The benefit: Activities that promote a breath where the exhale is longer than the inhale sends a signal to your brain to put you in a state of ease. In this rest and relaxation state, your heart rate drops, your blood pressure lowers, and your body is in a state of calm and healing.

Here are three activities to give your child (and you!) a moment to breathe. If you have any questions about how to support your family in dealing with stress and anxiety, we are here to help.

Activity #1: Water bubble volcanoes

You’ll need: A small plastic cup, water, drinking straw (for blowing), dish soap, a cookie sheet (or some dish to catch the bubbles), towels on standby

  1. Fill your cup about half full of water.
  2. Add only a few drops of liquid dish soap.
  3. Demonstrate to your child how to blow into the straw to create bubbles with an occasional reminder not to suck in the liquid. No one wants a mouth full of bubbles.
  4. Let them loose! The bubbles will tower up and spill out onto the tray. The kids will have fun with calming breaths, popping bubbles and seeing what happens as they overflow.

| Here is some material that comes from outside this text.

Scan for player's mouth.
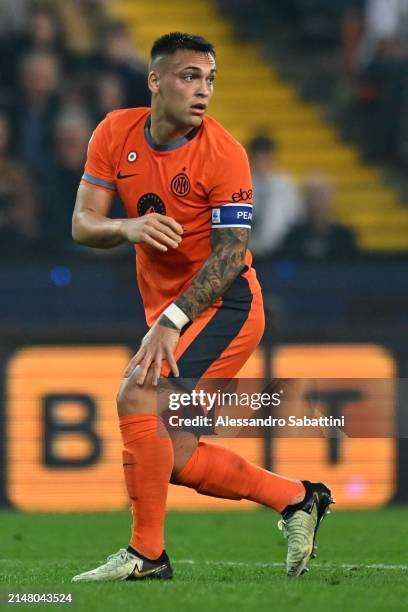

Activity #2: Blow painting

You’ll need: Watered-down craft paint, drinking straw (for blowing), art paper, a cookie sheet, or old newspaper to catch the paint

  1. Mix a dollop of kid’s craft paint (washable is best) with several tablespoons of water.
  2. Place the art paper on a cookie sheet or old newspaper.
  3. Spoon scoops of watered-down paint onto a sheet of paper. Optional activity: Try out two primary colors to see how secondary colors are made!
  4. Using a straw, blow each color blob in different directions to mix the two colors together. If the paint doesn’t move very easily, try adding a few more drops of water to the mixture.

Activity #3: Bubble blowing, a mindfulness activity

You’ll need: bubbles for blowing

Remember, activities that promote a simple breath with an extended exhale calm both the nervous system and overworked mind. Blowing bubbles with your child can promote the calming effect for both of you. Practice blowing the bubbles together to help the child learn to slow down their breath to create the bubble. You can extend the activity by blowing bubbles over the top of your child as they lay on their back and watch the bubbles float down, or they can try to blow them back up to you.